Background.—Migraine without aura and migraine with aura are disorders involving multiple factors—environmental and genetic. In a previous study, we hypothesized a protective role for the HLA-DR2 antigen, providing additional basis for the proposed genetic heterogeneity between migraine without aura and migraine with aura. The cytokines produced by TNF genes are polypeptide effectors of inflammatory reaction and endothelial function.
Methods.—Tumor necrosis factor (TNF)-308 (TNF−308A and TNF−308G alleles) and lymphotoxin α (TNFB*1 and TNFB*2 alleles) polymorphisms were analyzed by the NcoI-cleaved polymerase chain reaction-amplified fragments in 47 patients with migraine without aura, 32 patients with migraine with aura, and 101 migraine-free controls.

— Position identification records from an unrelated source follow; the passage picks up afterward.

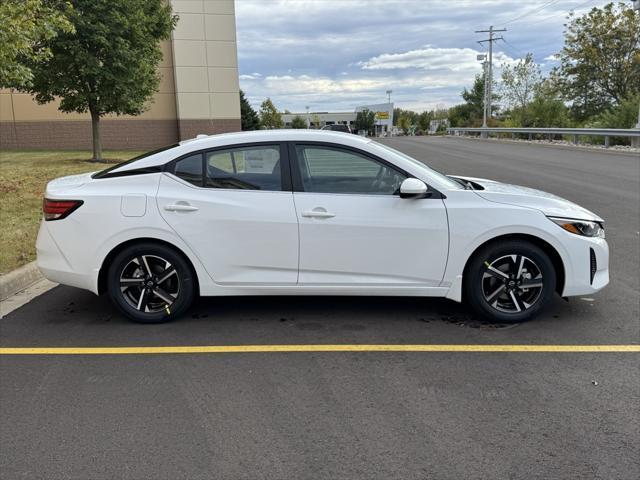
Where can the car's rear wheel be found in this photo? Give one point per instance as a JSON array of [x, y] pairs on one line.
[[510, 281], [150, 283]]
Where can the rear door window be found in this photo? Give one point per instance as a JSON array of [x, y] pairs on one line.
[[244, 168]]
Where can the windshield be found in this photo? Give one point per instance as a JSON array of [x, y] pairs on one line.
[[443, 179], [105, 172]]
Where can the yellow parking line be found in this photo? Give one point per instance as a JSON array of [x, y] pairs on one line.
[[314, 348]]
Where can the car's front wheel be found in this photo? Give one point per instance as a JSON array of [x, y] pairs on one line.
[[150, 283], [510, 281]]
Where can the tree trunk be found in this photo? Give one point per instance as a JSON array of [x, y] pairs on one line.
[[97, 145]]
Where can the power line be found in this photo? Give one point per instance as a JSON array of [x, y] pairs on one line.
[[512, 48], [526, 14], [562, 13]]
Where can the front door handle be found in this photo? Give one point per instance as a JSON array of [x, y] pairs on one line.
[[180, 207], [318, 213]]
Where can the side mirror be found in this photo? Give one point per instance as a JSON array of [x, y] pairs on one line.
[[413, 188]]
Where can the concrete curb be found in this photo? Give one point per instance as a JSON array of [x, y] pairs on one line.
[[19, 279]]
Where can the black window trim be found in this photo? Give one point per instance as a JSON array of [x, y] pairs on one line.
[[285, 170], [296, 175]]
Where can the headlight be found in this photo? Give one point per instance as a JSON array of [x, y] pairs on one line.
[[585, 228]]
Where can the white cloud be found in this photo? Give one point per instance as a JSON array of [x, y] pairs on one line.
[[336, 54]]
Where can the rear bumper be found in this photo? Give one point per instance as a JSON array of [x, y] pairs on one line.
[[55, 266]]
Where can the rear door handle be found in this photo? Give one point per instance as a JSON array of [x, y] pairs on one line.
[[180, 207], [318, 214]]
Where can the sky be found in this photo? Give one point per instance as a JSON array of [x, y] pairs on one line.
[[333, 55]]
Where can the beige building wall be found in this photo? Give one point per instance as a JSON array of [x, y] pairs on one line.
[[205, 65], [198, 93]]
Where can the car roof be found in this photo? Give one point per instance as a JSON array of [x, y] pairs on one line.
[[204, 142], [280, 135]]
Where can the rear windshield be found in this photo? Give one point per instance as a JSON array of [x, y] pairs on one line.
[[106, 172]]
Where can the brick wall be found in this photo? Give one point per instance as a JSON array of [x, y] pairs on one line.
[[116, 134]]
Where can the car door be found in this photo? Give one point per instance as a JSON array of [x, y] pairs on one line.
[[354, 227], [234, 207]]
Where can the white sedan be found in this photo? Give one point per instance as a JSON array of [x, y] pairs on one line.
[[298, 212]]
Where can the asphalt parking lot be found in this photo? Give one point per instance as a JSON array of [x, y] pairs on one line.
[[329, 415]]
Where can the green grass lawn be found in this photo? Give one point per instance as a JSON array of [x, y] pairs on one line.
[[23, 176]]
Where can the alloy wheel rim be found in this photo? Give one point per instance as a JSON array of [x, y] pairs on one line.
[[149, 284], [512, 283]]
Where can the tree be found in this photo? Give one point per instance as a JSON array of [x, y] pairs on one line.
[[298, 122], [600, 60], [27, 27], [623, 115], [404, 122], [109, 66], [545, 110], [248, 117], [472, 114], [270, 118], [520, 82], [365, 120]]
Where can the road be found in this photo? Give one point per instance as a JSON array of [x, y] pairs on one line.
[[329, 415]]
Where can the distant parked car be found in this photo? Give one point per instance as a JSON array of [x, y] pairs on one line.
[[338, 127], [302, 212]]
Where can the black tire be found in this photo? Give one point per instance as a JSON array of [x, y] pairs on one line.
[[156, 297], [517, 297]]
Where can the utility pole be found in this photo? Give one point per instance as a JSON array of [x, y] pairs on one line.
[[483, 59], [636, 141], [489, 80]]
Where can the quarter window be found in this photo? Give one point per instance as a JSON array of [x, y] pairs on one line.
[[249, 168], [189, 169], [335, 170]]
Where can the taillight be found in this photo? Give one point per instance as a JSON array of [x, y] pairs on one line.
[[59, 209]]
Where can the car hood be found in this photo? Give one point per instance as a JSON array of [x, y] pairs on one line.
[[547, 203]]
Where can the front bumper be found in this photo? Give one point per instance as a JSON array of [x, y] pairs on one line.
[[582, 252]]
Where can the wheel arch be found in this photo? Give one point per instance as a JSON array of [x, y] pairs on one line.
[[545, 246], [102, 274]]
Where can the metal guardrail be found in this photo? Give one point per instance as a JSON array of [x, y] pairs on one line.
[[607, 133]]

Results.—The frequency of TNFB*2 allele was significantly increased in our patients with migraine without aura as compared with the control group (78.72% versus 61.4%, Pc = .004), but no significant differences were found between patients with migraine with aura and controls. Additionally, there was a significant decrease of TNFB*1 homozygotes in patients with migraine without aura compared with the control group (2.13% versus 16.8%, Pc = .0201). Carriage of the TNFB*2 allele confers a high risk for the development of migraine without aura. No significant association was found at TNF-308 polymorphism.
Conclusion.—These data support the hypothesis that lymphotoxin α could be a susceptibility gene in migraine without aura and confirm previous data indicating that migraine with and without aura are distinct entities with different genetic backgrounds.